To Have or To Be?
- First edition
- Author: Erich Fromm
- Language: English
- Published: 1976 (Harper & Row)
- Publication place: United States
- Media type: Print
- ISBN: 0060113790

= To Have or to Be? =

1976 book by Erich Fromm

To Have or to Be? is a 1976 book by psychoanalyst Erich Fromm, in which he differentiates between having and being. It was originally published in the World Perspectives book series edited by Ruth Nanda Anshen for Harper & Row publishing firm.
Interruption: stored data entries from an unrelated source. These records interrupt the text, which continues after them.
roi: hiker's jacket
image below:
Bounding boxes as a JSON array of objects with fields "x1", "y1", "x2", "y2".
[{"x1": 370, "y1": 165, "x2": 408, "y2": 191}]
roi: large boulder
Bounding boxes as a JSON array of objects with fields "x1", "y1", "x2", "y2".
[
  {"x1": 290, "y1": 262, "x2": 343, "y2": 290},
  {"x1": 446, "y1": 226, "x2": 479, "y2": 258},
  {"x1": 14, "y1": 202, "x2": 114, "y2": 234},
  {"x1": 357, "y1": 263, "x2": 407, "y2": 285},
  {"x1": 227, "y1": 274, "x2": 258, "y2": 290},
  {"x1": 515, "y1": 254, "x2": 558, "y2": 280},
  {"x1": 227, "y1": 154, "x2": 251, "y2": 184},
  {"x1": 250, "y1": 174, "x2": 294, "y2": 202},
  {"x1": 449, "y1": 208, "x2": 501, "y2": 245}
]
Fromm writes that modern society has become materialistic and prefers "having" to "being". He mentions the great promise of unlimited happiness, freedom, material abundance, and domination of nature. These hopes reached their highs when the industrial age began. One could feel that there would be unlimited production and hence unlimited consumption. Human beings aspired to be Gods of earth, but this wasn’t really the case. The great promise failed due to the unachievable aims of life, i.e. maximum pleasure and fulfillment of every desire (radical hedonism), and the egotism, selfishness and greed of people. In the industrial age, the development of this economic system was no longer determined by the question of what is good for man, but rather of what is good for the growth of the system. So, the economic system of society served people in such a way in which only their personal interests were intended to impart. The people having unlimited needs and desires like the Roman emperors, the English and French noblemen were the people who got the most out of it.

Society nowadays has completely deviated from its actual path. The materialistic nature of people of "having" has been more developed than "being". Modern industrialization has made great promises, but all these promises are developed to fulfill their interests and increase their possessions. In every mode of life, people should ponder more on the "being" nature and not towards the "having" nature. This is the truth which people deny and thus people of the modern world have completely lost their inner selves. The point of being is more important as everyone is mortal, and thus having of possessions will become useless after their death, because the possessions which are transferred to the life after death, will be what the person actually was inside.